So here's the thing. I admit that I compressed this assignment a bit more than I meant to; in the future, I'd give them another week to work on the things. But most of our class time for the last two weeks has been dedicated to working on their topics or papers, in one way or another, and I've designed a series of graduated assignments to prepare them:
- Brainstorm possible topics.
- In class, come up with "issue questions" based on your topics (in groups).
- Bring your final issue question to class.
- Class in the library: learn about resources and begin researching.
- Turn in an annotated bibliography.
- Turn in an intro paragraph + outline (due tomorrow) for workshopping.
- Final paper due in the middle of next week.
It's their funeral, of course, but I'm just scared that I'm to blame for not giving them more time to do preliminary research. Which is why I'm checking my email all the time and responding as quickly as possible to their desperate questions. I'm also a little worried about some of the topic switches--"Instead of writing about feminist approaches to Hamlet, can I do gene therapy?
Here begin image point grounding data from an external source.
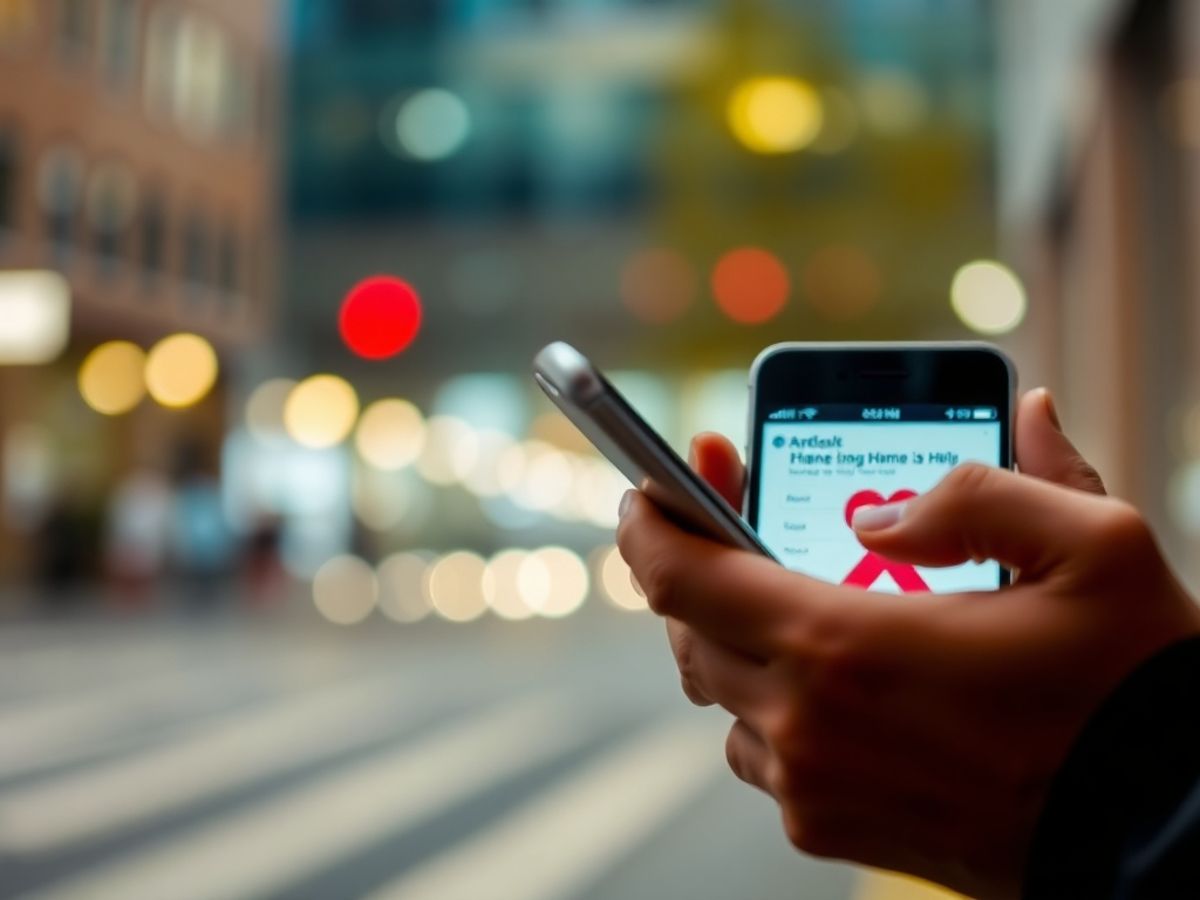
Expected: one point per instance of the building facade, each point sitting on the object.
(137, 160)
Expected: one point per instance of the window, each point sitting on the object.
(60, 196)
(159, 76)
(16, 22)
(119, 33)
(112, 204)
(197, 251)
(7, 178)
(75, 28)
(153, 238)
(228, 275)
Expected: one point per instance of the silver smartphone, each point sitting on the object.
(618, 432)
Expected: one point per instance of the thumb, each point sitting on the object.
(1044, 451)
(718, 462)
(979, 513)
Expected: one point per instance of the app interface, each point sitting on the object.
(817, 465)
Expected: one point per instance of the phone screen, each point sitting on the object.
(816, 465)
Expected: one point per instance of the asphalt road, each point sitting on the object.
(233, 756)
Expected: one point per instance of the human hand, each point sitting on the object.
(919, 733)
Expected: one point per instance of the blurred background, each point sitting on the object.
(305, 591)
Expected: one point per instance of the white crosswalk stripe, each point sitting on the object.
(229, 754)
(277, 844)
(563, 839)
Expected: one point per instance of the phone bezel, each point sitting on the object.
(967, 373)
(603, 414)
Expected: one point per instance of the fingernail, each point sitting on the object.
(1050, 408)
(876, 519)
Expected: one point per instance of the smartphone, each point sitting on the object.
(624, 438)
(837, 426)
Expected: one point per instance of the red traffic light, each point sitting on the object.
(379, 317)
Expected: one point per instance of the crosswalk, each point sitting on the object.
(183, 763)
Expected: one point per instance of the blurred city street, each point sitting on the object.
(306, 591)
(240, 757)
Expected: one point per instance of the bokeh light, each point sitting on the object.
(658, 286)
(264, 408)
(841, 282)
(379, 317)
(345, 591)
(988, 298)
(750, 285)
(432, 124)
(35, 309)
(616, 581)
(1183, 498)
(450, 451)
(181, 370)
(775, 114)
(455, 586)
(553, 581)
(402, 595)
(390, 435)
(112, 378)
(502, 586)
(321, 411)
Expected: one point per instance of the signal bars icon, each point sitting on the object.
(790, 415)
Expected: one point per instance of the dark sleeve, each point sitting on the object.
(1122, 817)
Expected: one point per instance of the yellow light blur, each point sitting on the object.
(450, 450)
(988, 297)
(345, 591)
(390, 435)
(775, 115)
(455, 586)
(112, 378)
(181, 370)
(401, 587)
(321, 411)
(553, 582)
(502, 588)
(618, 587)
(264, 408)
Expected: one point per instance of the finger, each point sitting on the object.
(681, 637)
(741, 599)
(1044, 451)
(718, 462)
(714, 673)
(748, 756)
(979, 513)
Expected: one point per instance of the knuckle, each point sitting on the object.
(967, 480)
(659, 577)
(1122, 531)
(811, 834)
(1081, 474)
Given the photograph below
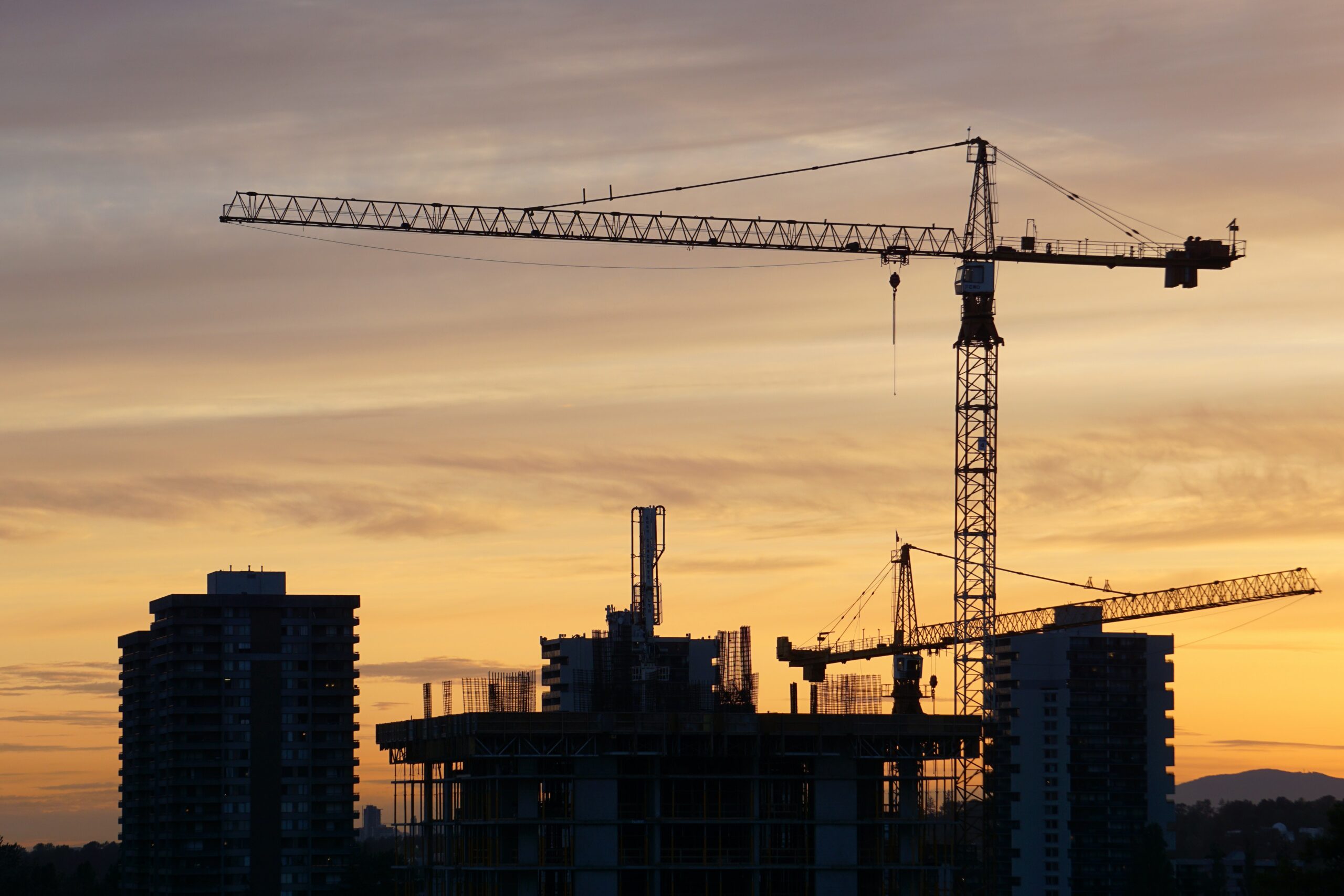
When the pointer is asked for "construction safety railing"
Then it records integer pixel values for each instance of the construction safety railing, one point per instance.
(1069, 616)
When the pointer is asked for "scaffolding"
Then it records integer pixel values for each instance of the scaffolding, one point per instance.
(848, 695)
(738, 687)
(500, 692)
I think that I could get a good outline on that done by tomorrow"*--because it leads me to suspect that they're just trotting out old papers, or at the very least old research.
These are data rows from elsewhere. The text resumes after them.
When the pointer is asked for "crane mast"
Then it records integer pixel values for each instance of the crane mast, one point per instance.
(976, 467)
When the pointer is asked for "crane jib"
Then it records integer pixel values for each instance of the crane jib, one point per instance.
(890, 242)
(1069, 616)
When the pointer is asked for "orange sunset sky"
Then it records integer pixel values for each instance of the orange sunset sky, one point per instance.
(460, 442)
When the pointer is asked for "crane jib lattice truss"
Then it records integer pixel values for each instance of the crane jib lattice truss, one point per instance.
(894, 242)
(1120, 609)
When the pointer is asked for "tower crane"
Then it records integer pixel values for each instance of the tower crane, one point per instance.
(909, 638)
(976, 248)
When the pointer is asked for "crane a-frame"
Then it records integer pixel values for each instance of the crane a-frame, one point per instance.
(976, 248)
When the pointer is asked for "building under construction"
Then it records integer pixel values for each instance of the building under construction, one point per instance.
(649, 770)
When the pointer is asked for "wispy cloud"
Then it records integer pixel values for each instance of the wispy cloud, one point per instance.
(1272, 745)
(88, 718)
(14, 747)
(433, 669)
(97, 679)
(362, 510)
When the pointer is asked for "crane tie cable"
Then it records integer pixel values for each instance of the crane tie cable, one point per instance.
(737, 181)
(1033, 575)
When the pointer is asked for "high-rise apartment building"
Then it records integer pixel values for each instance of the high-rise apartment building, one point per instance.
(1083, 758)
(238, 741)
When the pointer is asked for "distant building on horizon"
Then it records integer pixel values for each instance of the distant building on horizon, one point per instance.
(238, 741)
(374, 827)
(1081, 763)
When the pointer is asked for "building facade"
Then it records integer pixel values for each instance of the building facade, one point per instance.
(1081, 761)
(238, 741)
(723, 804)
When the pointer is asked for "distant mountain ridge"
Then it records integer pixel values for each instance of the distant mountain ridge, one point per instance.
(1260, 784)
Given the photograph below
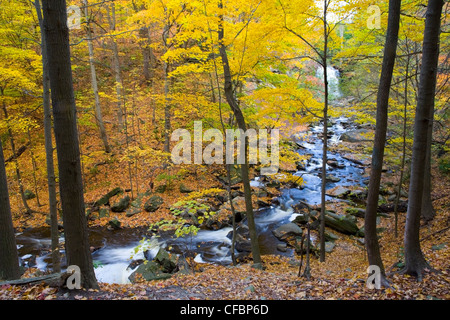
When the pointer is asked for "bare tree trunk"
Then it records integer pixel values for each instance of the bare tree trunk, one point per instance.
(9, 259)
(116, 64)
(67, 144)
(415, 262)
(325, 134)
(405, 122)
(16, 162)
(427, 211)
(98, 110)
(51, 177)
(231, 99)
(390, 47)
(167, 108)
(33, 163)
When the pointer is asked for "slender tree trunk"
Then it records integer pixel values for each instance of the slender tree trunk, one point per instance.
(67, 144)
(33, 163)
(405, 127)
(9, 259)
(390, 47)
(325, 134)
(98, 110)
(427, 211)
(167, 108)
(16, 162)
(231, 99)
(116, 64)
(51, 177)
(415, 262)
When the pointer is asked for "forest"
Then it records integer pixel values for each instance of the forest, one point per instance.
(224, 150)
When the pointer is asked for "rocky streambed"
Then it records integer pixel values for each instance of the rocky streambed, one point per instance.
(119, 253)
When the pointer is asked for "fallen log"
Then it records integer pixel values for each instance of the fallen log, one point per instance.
(51, 280)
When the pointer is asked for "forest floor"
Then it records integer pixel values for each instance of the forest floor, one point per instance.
(342, 276)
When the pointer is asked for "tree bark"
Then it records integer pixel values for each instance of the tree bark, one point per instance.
(370, 224)
(116, 64)
(325, 134)
(51, 177)
(67, 144)
(16, 163)
(415, 262)
(98, 110)
(231, 99)
(9, 259)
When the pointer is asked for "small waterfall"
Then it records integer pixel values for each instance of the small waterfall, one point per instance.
(333, 81)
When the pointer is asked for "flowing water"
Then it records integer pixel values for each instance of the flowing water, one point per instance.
(118, 248)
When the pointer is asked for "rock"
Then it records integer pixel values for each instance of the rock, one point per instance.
(301, 219)
(184, 189)
(361, 159)
(330, 236)
(121, 205)
(329, 246)
(243, 244)
(359, 135)
(168, 264)
(262, 203)
(338, 192)
(161, 189)
(132, 211)
(235, 174)
(287, 230)
(103, 212)
(357, 212)
(332, 178)
(160, 268)
(341, 223)
(105, 199)
(149, 271)
(29, 195)
(114, 224)
(153, 203)
(282, 247)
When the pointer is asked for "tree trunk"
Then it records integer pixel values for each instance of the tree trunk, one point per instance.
(116, 64)
(415, 262)
(9, 259)
(231, 99)
(427, 210)
(325, 135)
(371, 239)
(98, 110)
(405, 127)
(51, 177)
(16, 163)
(67, 144)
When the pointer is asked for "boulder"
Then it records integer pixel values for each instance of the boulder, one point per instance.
(286, 231)
(354, 136)
(160, 268)
(29, 194)
(132, 211)
(341, 223)
(105, 199)
(153, 203)
(114, 224)
(121, 205)
(184, 189)
(338, 192)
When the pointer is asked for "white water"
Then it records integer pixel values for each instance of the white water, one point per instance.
(333, 81)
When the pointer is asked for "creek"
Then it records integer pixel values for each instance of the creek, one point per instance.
(117, 247)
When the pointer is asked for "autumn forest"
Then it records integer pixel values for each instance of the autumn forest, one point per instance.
(224, 150)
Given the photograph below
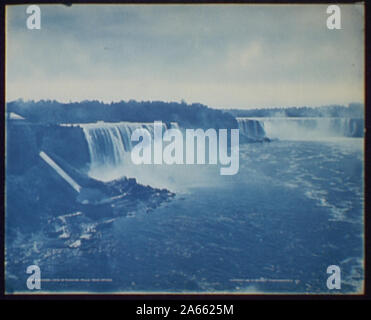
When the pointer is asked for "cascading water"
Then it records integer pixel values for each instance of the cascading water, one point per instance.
(303, 128)
(251, 128)
(109, 147)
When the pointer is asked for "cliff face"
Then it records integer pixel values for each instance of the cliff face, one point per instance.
(35, 191)
(25, 140)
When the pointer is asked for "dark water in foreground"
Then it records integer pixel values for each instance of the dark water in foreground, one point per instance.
(294, 208)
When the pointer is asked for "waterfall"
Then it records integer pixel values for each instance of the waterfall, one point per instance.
(110, 143)
(302, 128)
(251, 128)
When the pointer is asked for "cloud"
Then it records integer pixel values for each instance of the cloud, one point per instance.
(221, 55)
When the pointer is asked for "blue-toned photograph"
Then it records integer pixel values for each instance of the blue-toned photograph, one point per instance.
(184, 149)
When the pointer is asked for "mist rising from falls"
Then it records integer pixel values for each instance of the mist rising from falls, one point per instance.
(301, 128)
(110, 149)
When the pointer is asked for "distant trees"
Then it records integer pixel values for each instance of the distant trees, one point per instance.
(353, 110)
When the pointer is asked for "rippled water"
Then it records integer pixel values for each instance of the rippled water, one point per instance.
(293, 209)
[*This isn't a real example, of course. The thing is, I've given them a fairly long leash in selecting topics; this is something that I do when I'm hesitant about an assignment, I've noticed. I also want them to write about things that interest them. But anyway some of the topic switches really have been this dramatic.]
Argh. Whatever. I suspect that many of the papers will be a mess because I'm not reading their drafts. (Seriously--I gave detailed individual comments on the first two major papers and then minimal individual comments + generalized comments on the third, and the grades plummeted. This worries me. In my desire to nurture, have I given them too much help?) Some of the papers are going to be terrific--a good handful will probably turn out really well, as I have some stellar, hard-working students in all of my sections--but I'm kind of dreading reading the others. I know that some of my students don't work all that hard, but I know that some of them really do, and it breaks my heart when they still can't hit a very high level of achievement.
--------I just reread this post, and there's really clear theme here: I'm blaming myself for my students' failures/difficulties/anxiety/stress/etc. Codependent much? How much more obviously insecure could I be? And I don't think that I do this in my literature classes. Interesting.